Take note – story published 9 years ago

The blight of long lines of trucks waiting to cross the border from Latvia to Russia made an unwelcome seasonal reappearance in recent days in the wake of a political spat between Russia and Lithuania.

The Latvian State Revenue Service (VID), which works with the State Border Guard at border control points, issued a statement advising hauliers to try to avoid the Terehova and Grebņeva border posts if possible due to growing lines caused by detailed inspections of Lithuanian vehicles by Russian customs officials.

"According to information available, increased control measures on the Russian side are causing the formation of rows of goods vehicles and increasing the time required to cross the border," the VID statement said.

"So that car passengers do not have to spend time waiting in line at the border, the SRS and the State Border Guard is asking goods vehicles to choose other routes," the statement added.

According to the latest information supplied by the Border Guard, on Tuesday afternoon 290 trucks were waiting at the Terehova border control point and 45 at Grebneva.

However, lines have reduced slighty since the early hours of Monday morning when up to 380 trucks were waiting at Terehova and 70 at Grebneva.

All other border stations are operating without delays.

A few years ago, lines of trucks stretching for up to 40km were sometimes observed leading up to the Latvian-Russian border and the length of the line was generally a good indicator of the state of relations between the two countries: the longer the line, the worse the relationship.

In some cases, truckers were forced to wait for more than a week to cross the border by which time some cargoes had spoiled and border communities experienced problems caused by the temporary trucking camps lining the roadside.
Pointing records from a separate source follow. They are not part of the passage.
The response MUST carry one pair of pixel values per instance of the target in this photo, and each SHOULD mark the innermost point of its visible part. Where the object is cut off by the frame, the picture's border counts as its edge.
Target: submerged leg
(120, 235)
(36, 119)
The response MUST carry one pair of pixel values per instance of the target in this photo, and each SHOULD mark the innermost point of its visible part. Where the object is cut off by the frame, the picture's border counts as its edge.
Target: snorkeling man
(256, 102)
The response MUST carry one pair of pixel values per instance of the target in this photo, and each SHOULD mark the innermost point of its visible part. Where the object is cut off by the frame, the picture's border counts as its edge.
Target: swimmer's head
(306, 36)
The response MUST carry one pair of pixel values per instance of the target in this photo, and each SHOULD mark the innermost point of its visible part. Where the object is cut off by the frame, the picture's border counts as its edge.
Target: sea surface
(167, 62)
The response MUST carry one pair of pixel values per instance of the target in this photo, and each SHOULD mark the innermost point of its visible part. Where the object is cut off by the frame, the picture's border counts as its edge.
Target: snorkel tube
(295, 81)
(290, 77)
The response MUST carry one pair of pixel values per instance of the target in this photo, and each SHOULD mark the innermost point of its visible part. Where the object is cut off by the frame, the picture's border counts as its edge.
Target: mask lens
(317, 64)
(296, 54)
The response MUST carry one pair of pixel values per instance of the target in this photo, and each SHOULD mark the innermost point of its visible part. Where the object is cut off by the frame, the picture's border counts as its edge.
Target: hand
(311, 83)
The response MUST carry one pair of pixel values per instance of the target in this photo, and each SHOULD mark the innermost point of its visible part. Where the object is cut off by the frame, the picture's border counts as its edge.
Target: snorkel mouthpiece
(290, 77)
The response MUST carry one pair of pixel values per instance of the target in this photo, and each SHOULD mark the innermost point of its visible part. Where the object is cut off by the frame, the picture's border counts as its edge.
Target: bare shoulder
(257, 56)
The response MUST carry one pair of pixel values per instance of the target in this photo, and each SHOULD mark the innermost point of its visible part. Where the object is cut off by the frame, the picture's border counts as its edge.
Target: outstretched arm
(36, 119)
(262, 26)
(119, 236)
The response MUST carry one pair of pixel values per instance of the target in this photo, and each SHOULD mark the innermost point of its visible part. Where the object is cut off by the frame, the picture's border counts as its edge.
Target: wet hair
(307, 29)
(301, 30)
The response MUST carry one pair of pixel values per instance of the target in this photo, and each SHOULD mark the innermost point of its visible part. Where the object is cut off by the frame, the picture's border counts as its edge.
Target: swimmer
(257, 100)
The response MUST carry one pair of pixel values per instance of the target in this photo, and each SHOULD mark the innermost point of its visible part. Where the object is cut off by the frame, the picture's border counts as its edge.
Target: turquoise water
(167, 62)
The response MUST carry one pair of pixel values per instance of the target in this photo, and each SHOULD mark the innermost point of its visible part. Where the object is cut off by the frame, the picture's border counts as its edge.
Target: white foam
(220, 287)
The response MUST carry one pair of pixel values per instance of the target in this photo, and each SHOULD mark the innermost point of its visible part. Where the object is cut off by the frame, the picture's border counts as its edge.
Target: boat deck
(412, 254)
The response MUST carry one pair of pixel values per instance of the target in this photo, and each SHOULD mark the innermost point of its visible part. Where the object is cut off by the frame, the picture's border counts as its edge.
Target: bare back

The last couple of years had seen the situation seemingly brought under control. But a sudden worsening of relations between Lithuania and Russia following comments by Lithuanian President Dalia Grybauskaite that Russia was a "terrorist state" have seen the hundreds of Lithuanian trucks which cross Latvia daily subjected to rigorous examinations by Russian border guards which have in turn meant delays for other road users too.